1. 1.
    +8
    sözlükte vakit geçiriyorum sıkıntıdan.ne iş var ne güç var ; tam çalışan işsizleri oynuyoruz o günlerde.o başlık senin , bu başlık benim derken sağ tarafta olan biten ışığının yandığını gördüm."hangi bin boş boş yazdı" yine diye düşünürken kendimi olan bitende buldum. sadece bir youtube linki paylaşılmıştı ; boşluğuma geldi bastım."Huzur" adıyla paylaşılmış bir video ; 2 tane haşmetli abimiz sıcak sıcak öpüşüyor... aklınıza geldi di mi o huur çocuğu ?? olan bitenin ışığını yakan bıyıklı genç forvet idi.

    kapatamadım videoyu beyler ; elimi gibseydim ofiste de o linke tıklamasaydım. aşağı doğru inip yorumlara bakmak istedim. bıyıklı'ya küfür edenler mi dersinn , tahrik olanlar mı dersin ; her tipp var. yorumlara da biraz bakındıktan sonra kapattım.
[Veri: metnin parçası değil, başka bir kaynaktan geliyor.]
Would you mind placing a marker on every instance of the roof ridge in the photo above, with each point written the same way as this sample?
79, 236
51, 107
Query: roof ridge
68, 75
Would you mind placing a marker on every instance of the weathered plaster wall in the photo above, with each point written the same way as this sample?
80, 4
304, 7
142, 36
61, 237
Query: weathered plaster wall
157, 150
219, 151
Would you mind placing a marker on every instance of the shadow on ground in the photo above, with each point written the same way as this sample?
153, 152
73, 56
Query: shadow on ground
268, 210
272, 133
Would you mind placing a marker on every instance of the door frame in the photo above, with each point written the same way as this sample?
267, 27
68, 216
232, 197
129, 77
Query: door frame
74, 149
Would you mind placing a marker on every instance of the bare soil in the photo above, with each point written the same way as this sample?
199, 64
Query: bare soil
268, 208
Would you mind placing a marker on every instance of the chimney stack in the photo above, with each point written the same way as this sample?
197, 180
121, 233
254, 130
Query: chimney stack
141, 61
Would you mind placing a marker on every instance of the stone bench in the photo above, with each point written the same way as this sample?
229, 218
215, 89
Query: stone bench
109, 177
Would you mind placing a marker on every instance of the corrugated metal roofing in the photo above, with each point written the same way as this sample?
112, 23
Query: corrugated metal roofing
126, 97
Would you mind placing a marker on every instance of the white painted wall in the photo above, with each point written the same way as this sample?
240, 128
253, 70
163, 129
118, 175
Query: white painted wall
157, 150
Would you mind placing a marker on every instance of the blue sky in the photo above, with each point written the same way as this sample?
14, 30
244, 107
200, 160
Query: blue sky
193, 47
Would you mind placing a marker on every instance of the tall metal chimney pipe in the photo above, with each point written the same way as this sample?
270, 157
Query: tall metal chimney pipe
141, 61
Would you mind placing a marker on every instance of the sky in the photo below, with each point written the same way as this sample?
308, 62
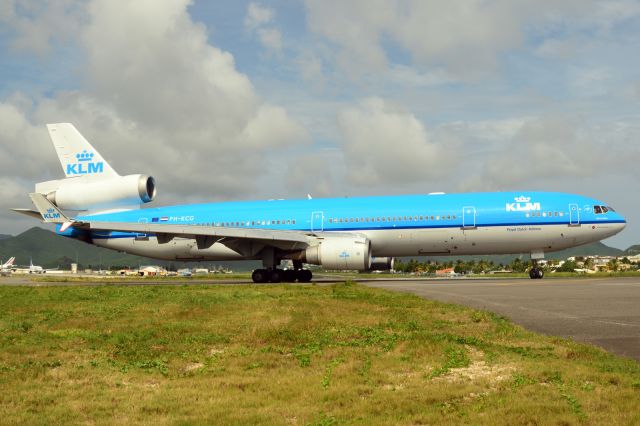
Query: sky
233, 100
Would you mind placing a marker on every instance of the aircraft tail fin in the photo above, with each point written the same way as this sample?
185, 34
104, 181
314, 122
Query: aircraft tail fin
77, 156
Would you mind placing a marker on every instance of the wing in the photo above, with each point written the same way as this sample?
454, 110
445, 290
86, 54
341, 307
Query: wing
245, 241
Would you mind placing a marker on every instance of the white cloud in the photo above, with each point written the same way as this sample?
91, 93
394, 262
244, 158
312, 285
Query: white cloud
552, 149
157, 94
383, 144
467, 39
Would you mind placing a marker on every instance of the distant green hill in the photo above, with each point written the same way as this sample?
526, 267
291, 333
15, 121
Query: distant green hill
49, 250
633, 250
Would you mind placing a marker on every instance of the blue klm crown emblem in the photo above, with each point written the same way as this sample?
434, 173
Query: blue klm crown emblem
85, 164
84, 156
51, 214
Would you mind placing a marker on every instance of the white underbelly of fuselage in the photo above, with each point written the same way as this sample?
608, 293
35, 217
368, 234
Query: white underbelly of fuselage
400, 242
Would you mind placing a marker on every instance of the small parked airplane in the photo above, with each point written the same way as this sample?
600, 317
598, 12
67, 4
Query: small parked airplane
336, 233
5, 268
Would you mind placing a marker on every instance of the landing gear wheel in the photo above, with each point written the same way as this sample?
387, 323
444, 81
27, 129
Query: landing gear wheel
260, 276
304, 275
276, 275
289, 276
536, 273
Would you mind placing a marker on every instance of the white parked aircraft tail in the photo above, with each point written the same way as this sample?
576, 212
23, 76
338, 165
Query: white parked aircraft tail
8, 263
77, 156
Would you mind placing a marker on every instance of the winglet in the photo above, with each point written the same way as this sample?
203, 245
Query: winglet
49, 212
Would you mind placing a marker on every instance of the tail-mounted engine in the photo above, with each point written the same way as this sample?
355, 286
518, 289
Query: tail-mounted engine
87, 193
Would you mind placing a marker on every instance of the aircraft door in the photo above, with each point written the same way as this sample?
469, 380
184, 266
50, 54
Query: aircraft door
468, 217
140, 236
574, 215
317, 221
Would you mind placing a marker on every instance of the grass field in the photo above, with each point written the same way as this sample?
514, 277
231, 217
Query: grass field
291, 354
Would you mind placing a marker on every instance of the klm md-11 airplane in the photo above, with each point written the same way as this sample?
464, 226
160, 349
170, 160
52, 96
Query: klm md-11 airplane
96, 205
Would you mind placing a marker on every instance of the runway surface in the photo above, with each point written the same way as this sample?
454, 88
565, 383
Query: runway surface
605, 312
602, 311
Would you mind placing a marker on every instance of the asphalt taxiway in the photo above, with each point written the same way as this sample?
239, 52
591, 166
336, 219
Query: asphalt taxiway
604, 312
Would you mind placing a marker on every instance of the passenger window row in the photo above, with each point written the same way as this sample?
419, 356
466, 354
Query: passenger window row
602, 209
391, 219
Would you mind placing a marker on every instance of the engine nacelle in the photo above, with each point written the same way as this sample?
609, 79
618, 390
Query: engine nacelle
92, 194
341, 253
381, 263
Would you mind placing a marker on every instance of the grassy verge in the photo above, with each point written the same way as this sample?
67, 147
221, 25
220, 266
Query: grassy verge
283, 354
125, 279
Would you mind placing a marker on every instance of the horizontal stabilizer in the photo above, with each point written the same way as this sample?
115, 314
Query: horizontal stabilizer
49, 213
28, 212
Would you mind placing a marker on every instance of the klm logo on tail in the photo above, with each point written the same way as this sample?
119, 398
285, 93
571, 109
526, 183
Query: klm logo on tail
522, 204
51, 214
85, 165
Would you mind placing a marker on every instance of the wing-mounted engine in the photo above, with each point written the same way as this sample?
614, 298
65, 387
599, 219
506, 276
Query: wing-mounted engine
382, 263
340, 253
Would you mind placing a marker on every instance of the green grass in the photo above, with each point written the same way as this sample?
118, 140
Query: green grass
129, 278
291, 354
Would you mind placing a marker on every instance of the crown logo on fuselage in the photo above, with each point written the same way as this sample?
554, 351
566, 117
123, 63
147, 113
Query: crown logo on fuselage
522, 204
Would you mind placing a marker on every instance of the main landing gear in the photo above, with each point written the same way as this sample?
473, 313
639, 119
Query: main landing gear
270, 272
536, 273
275, 275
    aradan yarım saat geçti ve bir mail aldım."toplantı odasına gelir misin " yazıyordu sadece. Mail yöneticim izzet beyden gelmişti. korktum beyler , aklımdan "bu muallakler yol verecek kesin" diye düşüne düşüne toplantı odasının yolunu tuttum ufak adımlarla. içeri girdim , oturdum. izzet Bey ayaktaydı ; projeksiyon perdesinin önünde. Laptopı bağladı ve görüntü gelir gelmez ; sanki oturduğum koltuk delinmişte alttan zütüme buz taneleri ittiriyorlarmış gibi hissettim. screen saver'dan ekran görüntülerimi almışlar beyler...

    Bildiğiniz ekranda 2 tane bıyıklı abinin öpüşürken videosunu izlerken yakalanmıştım. ortaya mantıklı bir cümle çıkaramıyordum ; açıklamaya kalksan daha beter sıçtın."ee inci sözlükte , bıyıklı da " falan demeye kalksan adam zütünün her bir hücresiyle güler.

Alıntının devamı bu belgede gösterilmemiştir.